This file contains the R code published with the article:
Malaj, E., Guénard, G., Schäfer, R.B., and von der Ohe, P.C. (2016). Evolutionary patterns and physicochemical properties explain macroinvertebrate sensitivity to heavy metals. Ecological Application 26(4), 1249-1259, https://doi.org/10.1890/15-0346
Guillaum Guénard and collegues at the Univeristy of Montreal created the R Package MPSEM which is used to generate Phylogenetic Eigenvector Maps (PEM). The main paper explaining the published methodology can be found here: Guénard, G., Legendre, P., and Peres‐Neto, P. (2013). Phylogenetic eigenvector maps (PEM): a framework to model and predict species traits. Methods in Ecology and Evolution 4(12), 1120-1131, https://doi.org/10.1111/2041-210X.12111
Summarized, in this work bilinear models integrating phylogenetic information of species and metal's physicochemical properties allowed to predict species sensitivity to metals. Combining the molecular information (DNA sequences) of 31 invertebrate species with the physicochemical properties of six bivalent metals, we built bilinear models that explained up to 70% of the variability in species sensitivity to metals. Phylogeny was the most important component of the bilinear models, as it explained the major part of the explained variance (>40%). Predicted values from bilinear modeling were in agreement with experimental values (>50%); therefore, this approach is a good starting point to build statistical models, which can potentially predict heavy metal toxicity for untested invertebrate species based on empirical values from similar species.
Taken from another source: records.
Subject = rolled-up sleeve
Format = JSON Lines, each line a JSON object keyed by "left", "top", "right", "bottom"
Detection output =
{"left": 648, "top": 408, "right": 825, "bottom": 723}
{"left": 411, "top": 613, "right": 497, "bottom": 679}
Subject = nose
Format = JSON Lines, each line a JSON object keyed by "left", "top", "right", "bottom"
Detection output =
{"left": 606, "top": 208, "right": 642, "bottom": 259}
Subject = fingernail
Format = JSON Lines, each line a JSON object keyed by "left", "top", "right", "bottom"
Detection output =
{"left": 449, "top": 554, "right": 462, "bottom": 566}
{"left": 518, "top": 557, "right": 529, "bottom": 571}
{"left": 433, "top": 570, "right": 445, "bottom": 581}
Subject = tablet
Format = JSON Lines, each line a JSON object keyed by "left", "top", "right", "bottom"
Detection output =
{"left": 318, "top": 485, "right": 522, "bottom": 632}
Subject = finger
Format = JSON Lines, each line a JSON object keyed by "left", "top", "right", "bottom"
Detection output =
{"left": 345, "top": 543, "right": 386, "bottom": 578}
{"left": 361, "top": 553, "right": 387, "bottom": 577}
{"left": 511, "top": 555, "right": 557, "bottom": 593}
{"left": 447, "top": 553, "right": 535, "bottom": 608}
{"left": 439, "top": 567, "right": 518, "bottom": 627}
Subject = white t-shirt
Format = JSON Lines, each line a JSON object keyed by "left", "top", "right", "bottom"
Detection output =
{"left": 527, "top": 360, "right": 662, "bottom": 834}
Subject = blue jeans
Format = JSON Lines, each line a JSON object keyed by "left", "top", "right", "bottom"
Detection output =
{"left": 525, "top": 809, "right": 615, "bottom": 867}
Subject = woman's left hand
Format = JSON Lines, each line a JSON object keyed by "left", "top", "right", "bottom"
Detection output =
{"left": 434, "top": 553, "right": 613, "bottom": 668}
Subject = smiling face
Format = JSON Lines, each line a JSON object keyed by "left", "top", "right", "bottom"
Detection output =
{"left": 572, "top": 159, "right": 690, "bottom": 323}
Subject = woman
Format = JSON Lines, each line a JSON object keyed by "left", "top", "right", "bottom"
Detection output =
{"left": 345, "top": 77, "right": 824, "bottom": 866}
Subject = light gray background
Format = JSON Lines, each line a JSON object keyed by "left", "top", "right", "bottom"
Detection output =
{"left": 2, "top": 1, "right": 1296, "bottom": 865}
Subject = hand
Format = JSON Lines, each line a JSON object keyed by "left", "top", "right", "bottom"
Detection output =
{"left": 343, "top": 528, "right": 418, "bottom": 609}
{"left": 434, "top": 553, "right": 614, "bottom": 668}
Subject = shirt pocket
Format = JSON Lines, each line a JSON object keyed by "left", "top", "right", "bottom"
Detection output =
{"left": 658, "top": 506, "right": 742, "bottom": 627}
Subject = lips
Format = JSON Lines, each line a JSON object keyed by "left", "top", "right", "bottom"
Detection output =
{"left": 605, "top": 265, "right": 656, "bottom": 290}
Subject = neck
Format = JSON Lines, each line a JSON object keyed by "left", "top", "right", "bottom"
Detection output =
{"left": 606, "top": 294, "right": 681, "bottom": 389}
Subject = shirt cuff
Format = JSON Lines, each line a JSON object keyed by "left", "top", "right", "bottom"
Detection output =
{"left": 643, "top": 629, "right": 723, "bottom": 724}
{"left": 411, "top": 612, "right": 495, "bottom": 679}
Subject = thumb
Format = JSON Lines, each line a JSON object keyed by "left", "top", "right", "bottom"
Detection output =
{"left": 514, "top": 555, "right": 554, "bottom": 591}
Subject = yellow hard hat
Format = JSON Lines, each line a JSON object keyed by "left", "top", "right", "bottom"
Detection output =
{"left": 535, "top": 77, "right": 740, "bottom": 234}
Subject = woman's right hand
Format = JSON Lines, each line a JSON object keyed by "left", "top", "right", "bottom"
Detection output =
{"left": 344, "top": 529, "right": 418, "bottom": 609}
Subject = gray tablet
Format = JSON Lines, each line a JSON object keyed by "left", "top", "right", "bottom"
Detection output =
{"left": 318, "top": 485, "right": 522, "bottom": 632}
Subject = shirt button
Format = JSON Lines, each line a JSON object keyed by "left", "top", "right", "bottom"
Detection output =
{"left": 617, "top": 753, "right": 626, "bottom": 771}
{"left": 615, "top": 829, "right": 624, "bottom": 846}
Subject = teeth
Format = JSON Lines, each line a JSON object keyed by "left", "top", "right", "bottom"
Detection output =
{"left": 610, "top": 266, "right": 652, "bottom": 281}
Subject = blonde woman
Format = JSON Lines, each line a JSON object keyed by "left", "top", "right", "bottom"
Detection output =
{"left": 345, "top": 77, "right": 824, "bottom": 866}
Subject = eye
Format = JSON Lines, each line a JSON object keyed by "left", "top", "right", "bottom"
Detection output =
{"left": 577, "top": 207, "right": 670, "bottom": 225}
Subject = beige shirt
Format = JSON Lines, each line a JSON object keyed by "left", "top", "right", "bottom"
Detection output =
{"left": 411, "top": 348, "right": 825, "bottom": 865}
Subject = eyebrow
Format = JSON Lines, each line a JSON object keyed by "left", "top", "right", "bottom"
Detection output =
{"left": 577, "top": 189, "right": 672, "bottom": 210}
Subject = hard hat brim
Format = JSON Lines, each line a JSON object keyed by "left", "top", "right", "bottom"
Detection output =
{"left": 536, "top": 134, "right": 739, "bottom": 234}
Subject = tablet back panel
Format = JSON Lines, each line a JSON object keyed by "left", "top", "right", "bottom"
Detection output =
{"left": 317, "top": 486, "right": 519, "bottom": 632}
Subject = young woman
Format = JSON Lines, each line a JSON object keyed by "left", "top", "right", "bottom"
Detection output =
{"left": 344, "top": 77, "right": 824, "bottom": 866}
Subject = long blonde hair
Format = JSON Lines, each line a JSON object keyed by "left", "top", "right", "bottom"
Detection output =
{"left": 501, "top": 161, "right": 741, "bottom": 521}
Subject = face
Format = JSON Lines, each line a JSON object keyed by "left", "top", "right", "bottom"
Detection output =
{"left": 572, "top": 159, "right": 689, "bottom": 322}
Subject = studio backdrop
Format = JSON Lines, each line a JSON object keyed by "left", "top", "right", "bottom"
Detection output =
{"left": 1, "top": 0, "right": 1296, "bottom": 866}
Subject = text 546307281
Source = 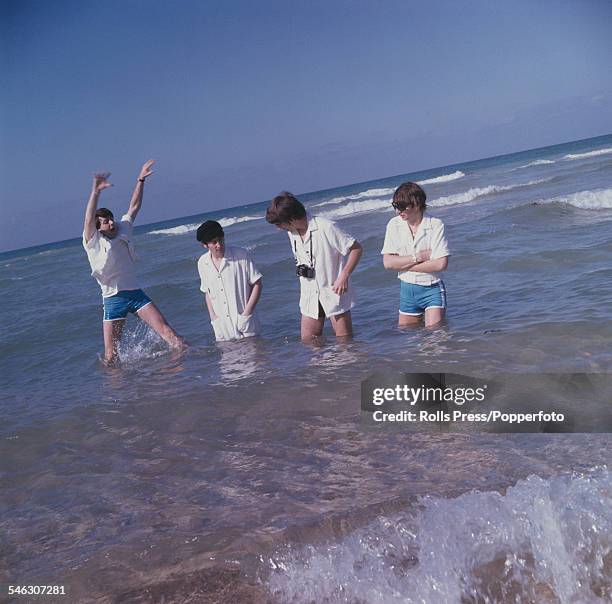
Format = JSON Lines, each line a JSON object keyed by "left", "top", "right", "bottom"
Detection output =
{"left": 8, "top": 585, "right": 66, "bottom": 596}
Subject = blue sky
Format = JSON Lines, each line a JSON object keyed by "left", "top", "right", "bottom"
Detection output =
{"left": 2, "top": 0, "right": 611, "bottom": 251}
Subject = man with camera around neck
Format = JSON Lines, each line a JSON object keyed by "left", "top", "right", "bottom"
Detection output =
{"left": 266, "top": 192, "right": 362, "bottom": 342}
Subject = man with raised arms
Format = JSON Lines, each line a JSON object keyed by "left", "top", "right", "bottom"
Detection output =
{"left": 382, "top": 182, "right": 450, "bottom": 327}
{"left": 266, "top": 192, "right": 362, "bottom": 342}
{"left": 82, "top": 160, "right": 185, "bottom": 364}
{"left": 196, "top": 220, "right": 263, "bottom": 341}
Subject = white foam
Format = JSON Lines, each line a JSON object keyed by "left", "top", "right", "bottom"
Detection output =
{"left": 313, "top": 188, "right": 396, "bottom": 208}
{"left": 547, "top": 187, "right": 612, "bottom": 210}
{"left": 513, "top": 159, "right": 556, "bottom": 170}
{"left": 313, "top": 173, "right": 465, "bottom": 209}
{"left": 418, "top": 170, "right": 465, "bottom": 184}
{"left": 429, "top": 178, "right": 550, "bottom": 207}
{"left": 563, "top": 147, "right": 612, "bottom": 160}
{"left": 117, "top": 323, "right": 166, "bottom": 364}
{"left": 148, "top": 215, "right": 262, "bottom": 236}
{"left": 268, "top": 469, "right": 611, "bottom": 604}
{"left": 317, "top": 198, "right": 390, "bottom": 220}
{"left": 218, "top": 215, "right": 262, "bottom": 228}
{"left": 148, "top": 223, "right": 199, "bottom": 235}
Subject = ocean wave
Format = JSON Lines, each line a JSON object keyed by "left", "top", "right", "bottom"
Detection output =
{"left": 148, "top": 215, "right": 262, "bottom": 236}
{"left": 312, "top": 172, "right": 466, "bottom": 209}
{"left": 268, "top": 468, "right": 611, "bottom": 603}
{"left": 429, "top": 178, "right": 550, "bottom": 207}
{"left": 218, "top": 215, "right": 263, "bottom": 228}
{"left": 513, "top": 159, "right": 556, "bottom": 170}
{"left": 317, "top": 198, "right": 390, "bottom": 219}
{"left": 313, "top": 188, "right": 396, "bottom": 208}
{"left": 418, "top": 170, "right": 465, "bottom": 184}
{"left": 148, "top": 223, "right": 200, "bottom": 235}
{"left": 563, "top": 147, "right": 612, "bottom": 160}
{"left": 546, "top": 187, "right": 612, "bottom": 210}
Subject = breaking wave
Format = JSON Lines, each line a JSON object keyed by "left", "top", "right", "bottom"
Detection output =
{"left": 312, "top": 172, "right": 465, "bottom": 209}
{"left": 268, "top": 468, "right": 611, "bottom": 604}
{"left": 543, "top": 187, "right": 612, "bottom": 210}
{"left": 564, "top": 148, "right": 612, "bottom": 161}
{"left": 418, "top": 170, "right": 465, "bottom": 184}
{"left": 148, "top": 215, "right": 262, "bottom": 236}
{"left": 317, "top": 198, "right": 390, "bottom": 220}
{"left": 313, "top": 188, "right": 395, "bottom": 208}
{"left": 429, "top": 178, "right": 551, "bottom": 207}
{"left": 148, "top": 223, "right": 199, "bottom": 235}
{"left": 512, "top": 159, "right": 556, "bottom": 170}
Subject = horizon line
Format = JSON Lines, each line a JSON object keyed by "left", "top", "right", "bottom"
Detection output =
{"left": 2, "top": 132, "right": 610, "bottom": 257}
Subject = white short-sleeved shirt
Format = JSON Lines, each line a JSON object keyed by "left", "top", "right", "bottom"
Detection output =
{"left": 198, "top": 245, "right": 263, "bottom": 341}
{"left": 287, "top": 216, "right": 356, "bottom": 319}
{"left": 82, "top": 214, "right": 139, "bottom": 298}
{"left": 381, "top": 215, "right": 450, "bottom": 285}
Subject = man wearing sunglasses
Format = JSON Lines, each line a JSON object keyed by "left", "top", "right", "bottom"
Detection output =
{"left": 381, "top": 182, "right": 449, "bottom": 327}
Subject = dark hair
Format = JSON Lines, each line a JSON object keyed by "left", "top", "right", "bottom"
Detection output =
{"left": 265, "top": 192, "right": 306, "bottom": 225}
{"left": 95, "top": 208, "right": 114, "bottom": 229}
{"left": 392, "top": 182, "right": 427, "bottom": 212}
{"left": 196, "top": 220, "right": 224, "bottom": 243}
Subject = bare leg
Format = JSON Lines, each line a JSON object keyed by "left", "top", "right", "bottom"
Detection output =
{"left": 398, "top": 313, "right": 422, "bottom": 327}
{"left": 424, "top": 307, "right": 445, "bottom": 328}
{"left": 329, "top": 310, "right": 353, "bottom": 340}
{"left": 301, "top": 314, "right": 325, "bottom": 344}
{"left": 137, "top": 303, "right": 186, "bottom": 349}
{"left": 103, "top": 319, "right": 125, "bottom": 364}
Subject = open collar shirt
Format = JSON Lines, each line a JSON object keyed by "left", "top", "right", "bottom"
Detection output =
{"left": 381, "top": 214, "right": 450, "bottom": 285}
{"left": 82, "top": 214, "right": 139, "bottom": 298}
{"left": 198, "top": 245, "right": 262, "bottom": 341}
{"left": 287, "top": 215, "right": 356, "bottom": 319}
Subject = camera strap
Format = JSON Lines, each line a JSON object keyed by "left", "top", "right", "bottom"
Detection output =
{"left": 293, "top": 237, "right": 314, "bottom": 268}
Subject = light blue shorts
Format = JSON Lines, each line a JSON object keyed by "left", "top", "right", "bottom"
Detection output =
{"left": 103, "top": 289, "right": 152, "bottom": 321}
{"left": 399, "top": 281, "right": 446, "bottom": 316}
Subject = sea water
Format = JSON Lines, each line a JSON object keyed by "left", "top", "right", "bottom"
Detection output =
{"left": 1, "top": 135, "right": 611, "bottom": 601}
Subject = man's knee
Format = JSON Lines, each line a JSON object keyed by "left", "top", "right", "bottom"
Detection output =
{"left": 330, "top": 312, "right": 353, "bottom": 337}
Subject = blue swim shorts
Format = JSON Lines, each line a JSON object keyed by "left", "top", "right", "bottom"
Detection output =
{"left": 103, "top": 289, "right": 152, "bottom": 321}
{"left": 399, "top": 281, "right": 446, "bottom": 316}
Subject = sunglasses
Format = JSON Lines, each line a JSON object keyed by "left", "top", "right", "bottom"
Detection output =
{"left": 391, "top": 201, "right": 415, "bottom": 211}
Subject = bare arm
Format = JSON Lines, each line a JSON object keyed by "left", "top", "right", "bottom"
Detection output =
{"left": 127, "top": 159, "right": 155, "bottom": 220}
{"left": 332, "top": 241, "right": 363, "bottom": 295}
{"left": 383, "top": 251, "right": 448, "bottom": 273}
{"left": 242, "top": 279, "right": 262, "bottom": 316}
{"left": 204, "top": 293, "right": 218, "bottom": 321}
{"left": 410, "top": 256, "right": 448, "bottom": 273}
{"left": 83, "top": 172, "right": 112, "bottom": 242}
To run this analysis the following files are needed from the data
file:
-
data_metal.RData
contains toxicity concentrations for metals. The dataset is compiled from USEPA ECOTOX dataset and the modelled toxicities are presented in another publication: Malaj, E., Grote, M., Schäfer, R.B., Brack, W., and von der Ohe, P.C. (2012). Physiological sensitivity of freshwater macroinvertebrates to heavy metals. Environ. Toxicol. Chem. 31(8), 1754-1764. -
data_tree.rda
contains phylogenetic tree for invertebrate species; -
data_exposure.RData
adds different exposure durations of the toxicity tests; -
data_physicochem.RData
adds different water parameters (pH, hardness, temp) of the toxicity tests; -
data_Properties.RData
adds physicochemical properties of each metal.
Multiple sequence alignment was performed for each gene using Muscle version 3.8.31. Individual genes were concatenated in a single super- alignment. Phylogenetic trees were based on the analysis of nucleotides with a maximum likelihood (ML) method. The branch support of the tree was assessed by 1000 bootstrap replicates. The majority consensus tree obtained from the bootstraps (data_tree.rda
)looks like this:
Statistical support values are provided above each node (as a percentage). Asterisks denote nodes that received 100% bootstrap support. Nodes with support values less than 50% were collapsed.
To evaluate the ability of the model to make accurate predictions, a leave-one-out cross-validation procedure was followed. This included:
- Removing one species i
- Re-building the bilinear model for the n−1 remaining species following:
⟨Yexp⟩=(Z⊗U)⟨B⟩+⟨E⟩
where ‹…› denotes the lexicographic concatenation (unfolding) of the columns of a matrix into a single column vector, ⊗ is the Kronecker product, Z is a matrix of size (j × l), where j represents the metal and l represents the physicochemical properties, U is the influence matrix of size (i × k), i being the species and k representing the eigenvectors, B is a matrix of bilinear regression coefficients, and E is a matrix of error terms.
- Predicting the LC50 value for species i:
Ypred = UtargetBZT
where B is a bilinear coefficient matrix, Utarget is thew calculated new (target) score matrix based on the position of the untested species in the phylogenetic tree, and ZT is the transposed matrix of Z.
- Quantifying the difference between the predicted and experimental values for species i
In the figure above, the relationships between the experimental and predicted median lethal concentration (log10 LC50 in μg/L) for leave-one out cross-validation (A with four metals model and B with six metal model) is given. The dashed line is the 1:1 relationship that represents the perfect prediction by the model, and the solid line is the regression line. The prediction coefficient (q2) demonstrates the accuracy of the predicted values.